Download the file udhr.py to your working directory. When you start python, run:
>>> execfile('udhr.py') >>> dir() ['__builtins__', '__doc__', '__name__', 'english', 'english_dev', 'english_test', 'english_train', 'french', 'french_dev', 'french_test', 'french_train', 'italian', 'italian_dev', 'italian_test', 'italian_train', 'nltk', 'spanish', 'spanish_dev', 'spanish_test', 'spanish_train', 'udhr']This shows that there are now training, development, and test samples for English, French, Italian, and Spanish. The training and development data are continuous strings of words; the test data are lists of individual word strings for easier testing.
Build unigram, bigram, and trigram character models for
all four languages. You may find it convenient to use the NLTK
classes FreqDist
and ConditionalFreqDist
, described in chapter 2 of
the NLTK book. If you models have free parameters, tune them on
the development data.
For each word in the English test sets, calculate the probability assigned to that string by English vs. French unigram models, E vs. F bigram models, and E vs. F trigram models. Don't forget to include the implicit space before and after each word. The number of times each model predicts English divided by the length of the word list (1000) is the accuracy of your model. Report the accuracies of the 1-, 2-, and 3-gram models.

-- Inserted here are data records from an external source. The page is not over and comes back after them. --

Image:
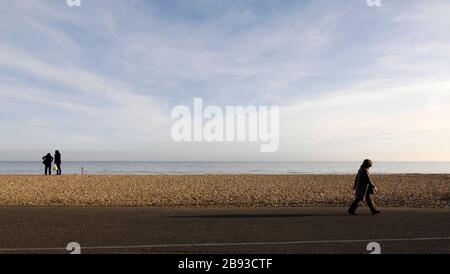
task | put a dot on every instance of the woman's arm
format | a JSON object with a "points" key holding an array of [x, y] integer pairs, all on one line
{"points": [[369, 181]]}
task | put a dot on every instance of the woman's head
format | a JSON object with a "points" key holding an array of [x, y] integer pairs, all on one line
{"points": [[367, 164]]}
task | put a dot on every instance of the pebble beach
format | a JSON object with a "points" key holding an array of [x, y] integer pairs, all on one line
{"points": [[407, 191]]}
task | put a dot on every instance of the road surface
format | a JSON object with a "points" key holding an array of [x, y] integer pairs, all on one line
{"points": [[256, 231]]}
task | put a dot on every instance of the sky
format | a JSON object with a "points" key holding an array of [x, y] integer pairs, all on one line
{"points": [[99, 81]]}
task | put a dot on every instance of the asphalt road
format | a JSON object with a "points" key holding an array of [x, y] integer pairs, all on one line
{"points": [[260, 231]]}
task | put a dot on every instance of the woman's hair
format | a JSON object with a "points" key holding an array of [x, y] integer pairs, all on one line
{"points": [[367, 163]]}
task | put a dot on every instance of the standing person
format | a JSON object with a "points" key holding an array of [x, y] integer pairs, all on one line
{"points": [[47, 161], [58, 162], [363, 189]]}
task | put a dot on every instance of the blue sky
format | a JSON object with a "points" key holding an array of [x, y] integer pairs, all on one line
{"points": [[99, 81]]}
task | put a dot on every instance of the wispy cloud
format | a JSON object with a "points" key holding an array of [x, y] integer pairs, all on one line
{"points": [[353, 81]]}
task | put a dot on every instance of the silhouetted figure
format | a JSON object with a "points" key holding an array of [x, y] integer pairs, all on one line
{"points": [[363, 189], [58, 162], [47, 161]]}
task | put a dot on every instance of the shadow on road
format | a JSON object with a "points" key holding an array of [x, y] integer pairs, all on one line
{"points": [[244, 216]]}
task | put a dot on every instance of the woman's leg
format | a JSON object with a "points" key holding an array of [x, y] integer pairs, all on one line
{"points": [[371, 204]]}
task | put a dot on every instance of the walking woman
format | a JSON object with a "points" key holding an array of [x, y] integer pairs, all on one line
{"points": [[58, 162], [47, 161], [363, 189]]}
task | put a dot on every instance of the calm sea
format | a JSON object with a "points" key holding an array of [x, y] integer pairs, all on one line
{"points": [[226, 167]]}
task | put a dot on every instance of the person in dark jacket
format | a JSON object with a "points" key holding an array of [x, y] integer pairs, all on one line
{"points": [[363, 189], [58, 162], [47, 161]]}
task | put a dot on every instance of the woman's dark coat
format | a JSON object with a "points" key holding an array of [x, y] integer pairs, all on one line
{"points": [[363, 184]]}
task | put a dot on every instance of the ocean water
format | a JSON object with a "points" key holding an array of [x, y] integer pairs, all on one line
{"points": [[227, 167]]}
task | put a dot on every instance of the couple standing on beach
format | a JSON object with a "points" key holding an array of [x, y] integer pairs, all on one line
{"points": [[47, 161], [363, 189]]}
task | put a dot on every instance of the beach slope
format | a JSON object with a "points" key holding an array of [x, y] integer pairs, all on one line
{"points": [[410, 191]]}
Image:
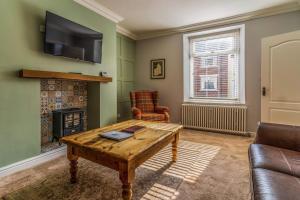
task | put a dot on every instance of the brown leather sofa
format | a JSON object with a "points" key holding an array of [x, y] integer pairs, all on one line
{"points": [[275, 162]]}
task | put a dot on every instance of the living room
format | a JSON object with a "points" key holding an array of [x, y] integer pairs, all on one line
{"points": [[108, 99]]}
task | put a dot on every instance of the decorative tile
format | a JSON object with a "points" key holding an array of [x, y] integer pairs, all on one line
{"points": [[51, 100], [51, 87], [44, 100], [70, 87], [81, 98], [58, 99], [51, 81], [57, 93], [58, 106], [70, 99], [44, 84], [44, 94]]}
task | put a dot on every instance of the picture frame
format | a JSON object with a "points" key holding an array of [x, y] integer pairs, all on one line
{"points": [[158, 69]]}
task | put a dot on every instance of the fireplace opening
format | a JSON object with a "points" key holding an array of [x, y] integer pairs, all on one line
{"points": [[67, 122]]}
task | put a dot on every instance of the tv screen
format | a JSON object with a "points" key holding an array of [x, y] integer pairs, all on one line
{"points": [[69, 39]]}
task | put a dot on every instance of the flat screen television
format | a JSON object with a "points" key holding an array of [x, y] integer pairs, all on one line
{"points": [[69, 39]]}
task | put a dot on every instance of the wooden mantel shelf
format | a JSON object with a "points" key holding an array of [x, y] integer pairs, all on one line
{"points": [[24, 73]]}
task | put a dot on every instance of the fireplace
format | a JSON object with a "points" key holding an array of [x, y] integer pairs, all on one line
{"points": [[61, 98], [67, 121]]}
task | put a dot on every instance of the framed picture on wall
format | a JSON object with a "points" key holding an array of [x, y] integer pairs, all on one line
{"points": [[158, 69]]}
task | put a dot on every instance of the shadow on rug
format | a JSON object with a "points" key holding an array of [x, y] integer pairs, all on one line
{"points": [[158, 178]]}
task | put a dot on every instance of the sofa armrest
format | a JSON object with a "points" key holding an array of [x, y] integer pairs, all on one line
{"points": [[278, 135], [137, 113], [162, 109]]}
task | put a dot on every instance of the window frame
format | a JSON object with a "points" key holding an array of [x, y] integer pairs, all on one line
{"points": [[214, 64], [187, 60], [209, 90]]}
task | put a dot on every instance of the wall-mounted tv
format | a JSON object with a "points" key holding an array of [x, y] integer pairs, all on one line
{"points": [[69, 39]]}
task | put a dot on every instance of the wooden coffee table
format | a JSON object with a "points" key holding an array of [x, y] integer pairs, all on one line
{"points": [[124, 156]]}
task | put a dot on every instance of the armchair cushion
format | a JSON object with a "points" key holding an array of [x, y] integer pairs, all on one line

Perform the same experiment for Spanish vs. Italian. Which language pair is harder to distinguish?
For this exercise, you will implement the dynamic program to
compute forward, backward, and Viterbi probabilities and the EM
algorithm for parameter estimation. You will use just the plain
English text in the english_train
variable.
Learn the parameters of a simple two-state HMM from the
English training data. The hidden Markov process should be
fully connected, like so:
Each of the states, 1 and 2, should be capable of emitting any of the 2 * 26 + 4 punctuation and space characters of the alphabet, though with different probabilities. Randomly initialize the emission and transition probabilities to a uniform distribution plus a little noise. Without noise, EM will not be able to move in any direction.
Run the forward and backward procedures so that you can get the expected counts for each kind of transition and emission. Then re-estimate the probabilites of each using maximum likelihood count-and-normalize. Stop when the probabilities at the current iteration are identical to those of the previous one, or when you reach 500 iterations of EM.
After EM training converges, implement and run the Viterbi algorithm to assign a hidden state to each character in the training sequence. What patterns, if any, do you observe in this assignment?
Train a similar four-state and an eight-state HMM in the same way. What patterns do you observe in the Viterbi output?